Objectives: The objective was to identify predictors of true negatives in lung nodules (LNs) with computed tomography-guided percutaneous biopsy (CTPB)-based benign pathological results.
Materials and methods: We included 90 total patients between January 2013 and December 2017 that had CTPB-based nonspecific benign pathologies and used these patients as a training group to accurately identify true-negative predictors. A validation group of 50 patients from January 2018 to June 2019 to confirm predictor reliability.

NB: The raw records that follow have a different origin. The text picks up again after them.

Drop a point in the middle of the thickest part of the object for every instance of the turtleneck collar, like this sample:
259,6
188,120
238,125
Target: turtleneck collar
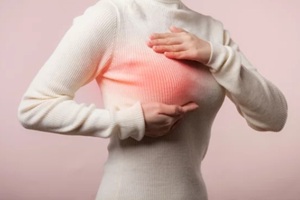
167,1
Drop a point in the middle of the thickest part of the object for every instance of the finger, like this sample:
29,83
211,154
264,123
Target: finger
165,41
171,110
161,35
175,29
182,55
189,107
168,48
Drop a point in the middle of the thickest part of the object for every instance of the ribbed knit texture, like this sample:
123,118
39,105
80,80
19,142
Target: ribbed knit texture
108,44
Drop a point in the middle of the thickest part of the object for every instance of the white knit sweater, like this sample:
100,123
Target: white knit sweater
108,44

Results: CTPB was conducted on 90 LNs from the training group. True-negative and false-negative CTPB-based pathologies were obtained for 79 and 11 LNs, respectively. CTPB-based benign results had a negative predictive value of 87.8% (79/90). Univariate and multivariate analyses revealed younger age (P = 0.019) and CTPB-based chronic inflammation with fibroplasia (P = 0.010) to be true-negative predictors. A predictive model was made by combining these two prognostic values as follows: score = -7.975 + 0.112 × age -2.883 × CTPB-based chronic inflammation with fibroplasia (0: no present; 1: present). The area under receiver operator characteristic (ROC) curve was 0.854 (P < 0.001). To maximize sensitivity and specificity, we selected a cutoff risk score of -0.1759. The application of this model to the validation group yielded an area under the ROC curve of 0.912 (P < 0.001).
Conclusions: Our predictive model showed good predictive ability for identifying true negatives among CTPB-based benign pathological results.
Keywords: Benign; biopsy; false; lung nodule; true.